The other child, in a timid voice, was more concerned with whether Mrs. Simpson Miller's hair was real. "May I touch you hair please?" she asked the Prime Minister, who responded, "Sure, my dear," before granting the child's wish.
Not even the bad roads in most areas of rural Jamaica prevented Mrs. Simpson Miller, nor did it prevent tens of thousands of Jamaicans from meeting the Comrade leader whom former Prime Minister P.J. Patterson said did not only represent the PNP's best hope, but also its "only hope" of being returned as government.
Turned on lights
Portia not only hugged and kissed, but turned on lights where there were no street lights; she turned on water where there was none; she presented to Comrades and sympathisers a picture that she was the hope and change agent for Jamaica.
Time and time again, Mrs. Simpson Miller told her Comrades that Mr. Golding was trying to be like her.
"They criticise mi. They seh I hug and kiss too much. An all of a sudden, dem deh fallow back a mi and try hug an kiss to. An a fallow back a mi, an a falla backa mi, a falla back a mi, a falla backa mi," Portia reiterated in Kellits, Horace Dalley's North Clarendon constituency, shortly after turning on lights in some sections of theparish.

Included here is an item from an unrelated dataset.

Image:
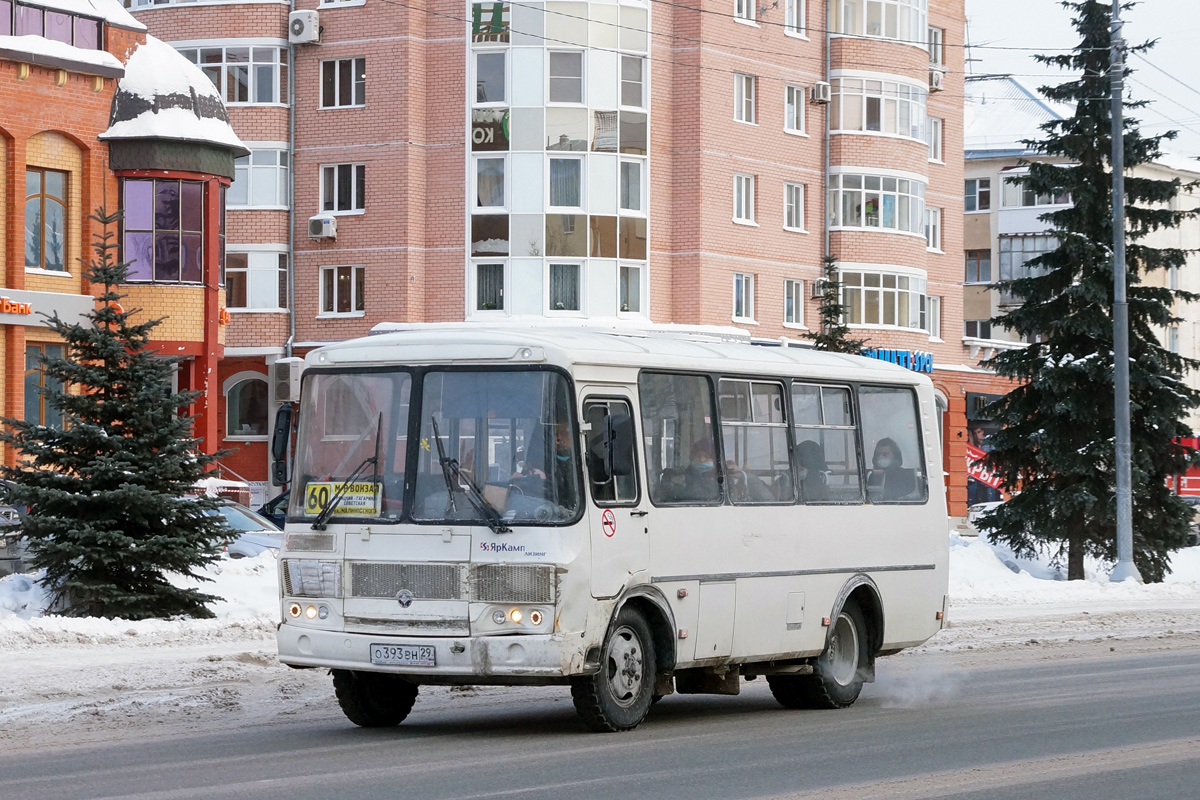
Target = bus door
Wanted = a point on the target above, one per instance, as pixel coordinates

In areas where the PNP incumbent MP candidates have been adjudged to be non- or mild performers, some persons cut their candidate's face off their shirts. Some tried to be too cute when Mrs. Simpson Miller was in town. Harry Douglas declared her as a saint, but Mrs. Simpson Miller told him flatly she would not accept.
"I am no saint," she said in Port Maria. "If you trouble me, I am going to respond."
While the party, on the surface, did not appear to be panicking, anecdotal and scientific evidence painted some 40 men and women holding unto Portia's skirt as she attempt to run up a big hill.
Some members have said that it can win up to 42 seats. However, despite overwhelming support for Portia on the ground, the 42 seats would be more than possible if the children who Portia kissed, hugged and gave memorabilia could vote.
Tomorrow is the day of reckoning, and the verdict is out on whether Portia, who was promoted to open the innings by the PNP delegates last year March, has played a captain's knock.